ARP poisoning, terzi incomodi e contromisure

Seppur non sempre chiamati con questo nome, siamo sicuri che avrete già sentito parlare più volte di uno degli attacchi più popolari e, almeno concettualmente, banali che consiste nell’avere un intruso che si trovi nel mezzo tra due parti che credono di comunicare una con l’altra ma che, in realtà, hanno un ‘terzo incomodo’ ad ascoltare.

Man in the middle, abbreviato spesso come MITM e che significa, per l’appunto, ‘persona che si mette in mezzo’, è esattamente quanto appena detto ma presenta molte sfaccettature e si fa presto a notare che un concetto molto generale come questo può applicarsi a diversi livelli dell’infrastruttura.

La prima forma di MITM che sicuramente vi verrà in mente è quella dell’IP spoofing, in cui lo ‘scambio’ avviene a livello di indirizzi IP ma fanno parte di questo genere di attacco anche il DNS spoofing, l’HTTPS spoofing, l’SSL hijacking, il mail hijacking, il caller ID spoofing, il wifi eavesdropping e il cookie session stealing (o Browser in the middle).

Vi è quindi dietro un mondo immenso che non è possibile coprire in un solo articolo ma è facile intuire che nessuno dei nomi precedenti presagisca nulla di buono e che lo spoofing sia, in senso molto generale, un concetto applicabile un po’ ovunque.
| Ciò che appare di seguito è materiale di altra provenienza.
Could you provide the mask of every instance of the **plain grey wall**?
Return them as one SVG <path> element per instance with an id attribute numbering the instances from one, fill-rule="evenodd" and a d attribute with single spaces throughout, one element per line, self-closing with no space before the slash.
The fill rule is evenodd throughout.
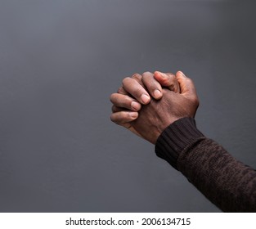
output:
<path id="1" fill-rule="evenodd" d="M 182 70 L 199 128 L 256 167 L 255 4 L 0 1 L 1 212 L 218 212 L 110 121 L 122 79 Z"/>

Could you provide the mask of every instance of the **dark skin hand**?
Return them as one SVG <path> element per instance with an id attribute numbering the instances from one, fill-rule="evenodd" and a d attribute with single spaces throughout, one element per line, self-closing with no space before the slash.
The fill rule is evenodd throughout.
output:
<path id="1" fill-rule="evenodd" d="M 162 98 L 162 86 L 175 92 L 180 92 L 179 83 L 171 73 L 145 72 L 142 75 L 134 74 L 132 77 L 125 78 L 118 92 L 110 96 L 113 103 L 111 120 L 141 137 L 131 122 L 138 117 L 141 106 L 150 103 L 152 99 Z"/>
<path id="2" fill-rule="evenodd" d="M 141 82 L 143 82 L 143 77 L 145 76 L 142 76 Z M 162 84 L 168 78 L 159 74 L 155 74 L 154 79 Z M 115 114 L 119 112 L 127 112 L 122 110 L 119 106 L 119 110 L 115 111 L 114 110 L 114 113 L 111 114 L 112 121 L 119 124 L 125 123 L 125 127 L 132 132 L 152 144 L 155 144 L 159 136 L 169 124 L 183 117 L 195 117 L 199 106 L 195 88 L 191 79 L 180 71 L 177 73 L 176 79 L 179 83 L 180 93 L 169 89 L 162 89 L 161 99 L 159 101 L 151 99 L 150 103 L 142 106 L 133 121 L 124 119 L 122 115 L 116 119 L 118 115 Z M 132 87 L 131 86 L 131 88 Z M 114 106 L 118 104 L 114 103 Z"/>

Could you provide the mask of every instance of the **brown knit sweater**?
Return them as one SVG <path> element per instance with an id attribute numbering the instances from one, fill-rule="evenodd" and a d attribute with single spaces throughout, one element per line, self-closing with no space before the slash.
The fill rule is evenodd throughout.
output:
<path id="1" fill-rule="evenodd" d="M 205 137 L 194 119 L 169 125 L 158 138 L 155 152 L 222 211 L 256 212 L 256 171 Z"/>

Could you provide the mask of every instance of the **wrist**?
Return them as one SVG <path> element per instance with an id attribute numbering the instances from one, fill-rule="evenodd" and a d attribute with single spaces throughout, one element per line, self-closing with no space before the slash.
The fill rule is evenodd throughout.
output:
<path id="1" fill-rule="evenodd" d="M 155 143 L 155 153 L 177 169 L 179 154 L 187 146 L 202 137 L 204 135 L 196 128 L 193 118 L 182 118 L 162 132 Z"/>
Come di consueto, questo genere di attacchi può rappresentare un problema enorme per la nostra azienda se non ne siamo più che preparati.

Nel merito, vorremmo focalizzare su una tecnica che ne accomuna parecchi ed è spesso usata come ‘apertura’ per mettere in atto l’attacco vero e proprio e stiamo parlando dell’ARP cache poisoning o ARP spoofing.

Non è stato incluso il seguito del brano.